My husband and I want a beautiful flowering, fruit-producing tree out front, surrounded by beautiful, habitat-producing native plants. The tree's the sticking point, though. We really want to put in a Mexican plum.

Mexican plum trees in full bloom by TexasEagle.
Lovely aren't they? (source)
Why choose a tree that grows naturally in our state but is nowhere to be found in local nurseries? Several reasons, actually.

They are drought tolerant. (Number one biggest criterion: check!)

They are native to our region. (Number two biggest criterion: check!)

They like full sun. (Important when putting a tree on the south side of the house.)

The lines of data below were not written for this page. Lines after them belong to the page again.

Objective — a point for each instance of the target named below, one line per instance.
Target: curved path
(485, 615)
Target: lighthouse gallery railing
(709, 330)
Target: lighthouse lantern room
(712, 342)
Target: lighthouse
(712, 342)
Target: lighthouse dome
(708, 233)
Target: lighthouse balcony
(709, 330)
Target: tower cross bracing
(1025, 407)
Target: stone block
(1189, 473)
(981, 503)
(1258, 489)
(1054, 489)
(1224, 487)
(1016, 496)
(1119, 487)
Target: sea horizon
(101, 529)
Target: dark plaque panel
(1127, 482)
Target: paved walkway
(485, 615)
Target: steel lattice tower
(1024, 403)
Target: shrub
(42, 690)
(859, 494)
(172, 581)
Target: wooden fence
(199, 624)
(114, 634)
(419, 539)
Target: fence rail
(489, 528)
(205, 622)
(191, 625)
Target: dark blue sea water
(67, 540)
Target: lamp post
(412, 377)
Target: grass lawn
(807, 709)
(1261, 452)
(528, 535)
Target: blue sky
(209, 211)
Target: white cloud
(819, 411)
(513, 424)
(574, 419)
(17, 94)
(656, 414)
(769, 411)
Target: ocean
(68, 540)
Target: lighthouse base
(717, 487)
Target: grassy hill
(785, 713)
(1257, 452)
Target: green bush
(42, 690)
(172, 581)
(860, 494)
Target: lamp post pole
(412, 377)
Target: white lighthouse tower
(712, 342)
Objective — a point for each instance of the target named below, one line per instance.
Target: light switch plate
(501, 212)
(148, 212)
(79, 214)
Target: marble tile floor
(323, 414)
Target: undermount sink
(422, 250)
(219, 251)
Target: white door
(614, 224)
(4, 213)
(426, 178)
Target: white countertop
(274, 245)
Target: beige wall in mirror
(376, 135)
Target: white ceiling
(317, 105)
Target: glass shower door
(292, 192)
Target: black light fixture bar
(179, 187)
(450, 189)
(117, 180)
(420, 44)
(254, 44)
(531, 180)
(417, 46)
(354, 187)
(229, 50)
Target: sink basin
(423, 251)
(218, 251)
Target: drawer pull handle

But for some reason, they are listed as doing best in zones 6-8. (If you're not a gardener, all you need to know is that the country is divided into zones, depending on how cold it gets in winter, and plants are grouped depending on their cold tolerance.) My husband and I live in zone 5, which means winters would be too cold for this tree.

That's not so good. Because this tree seems perfect in every other way.

Then I stumbled on this. Unfortunately, I can't import it into the blog, but it's worth the jaunt over to the Arbor Day Foundation to check out the animation. Seriously. It's pretty eye-opening. I'll wait.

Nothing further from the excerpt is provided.